生態系が破壊されてしまった地球において、富裕層は地上を離れ「シタデル」という都市に暮らし、そうではない人々は遺伝子変化を経た危険な植物達が自生する地上で限りある資源を奪い合うような暮らしをしているという物語の舞台設定が、とても魅力的。
脚本と監督を担ったクリスティーナ・ブオジーテとブルーノ・サンペルは、宮崎駿の「風の谷のナウシカ」やルネ・ラルー (カルトSFアニメーションといわれる「ファンタスティック・プラネット」を手掛けた) から大きく影響を受けたと公式に発言しているが、安易で表層的な剽窃ではなくマッシュアップとリスペクトがあり、監督独自の退廃的な世界観の構築に成功している。
脚本については、序盤〜中盤〜終盤とそれなりに展開はあるものの、ハリウッド系のSF映画と同じような期待値で鑑賞するとやや起伏に欠ける部分は否めない。
人造生命や未来的なテクノロジー等も出てくるが、詳しい部分には言及されないので、良くも悪くも想像の余地が残る。

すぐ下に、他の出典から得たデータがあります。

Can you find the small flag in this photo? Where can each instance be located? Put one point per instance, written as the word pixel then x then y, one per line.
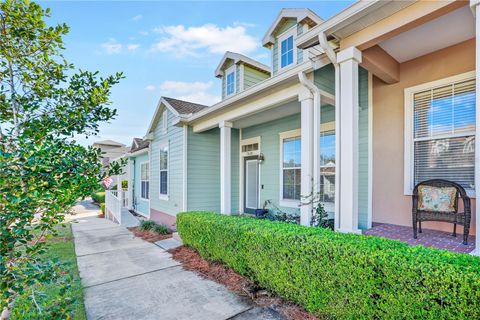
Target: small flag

何より、中心的に描きたい部分がそこではないという意図は理解できつつも、主人公達とは違う世界で暮らしているという富裕層および彼らが暮らすといわれている「シタデル」についてほとんど全くといっていいほど画で描かれない (映画冒頭の導入文章で語られるのみ) というところは、もうほんの少しだけでも見せてくれたら嬉しかったのになと感じてしまった。
結末についても、ポジティブにいえば大きな余韻が残るといえるが、今から面白くなりそうなのに、ここで終わっちゃうのか… という読後感でもある。
おそらくかなり予算が限られていたことがあって、注力するシーンやモチーフを絞りに絞り込んだのだろうとは想像しながら、実撮映像のトーンや奥行き感を重視し、VFXの使いどころを最小限かつ効果的なところに限定する演出がとても丁寧かつ上手で、SFでありながらもアート系映画が持つような美しい佇まいのある作品だった。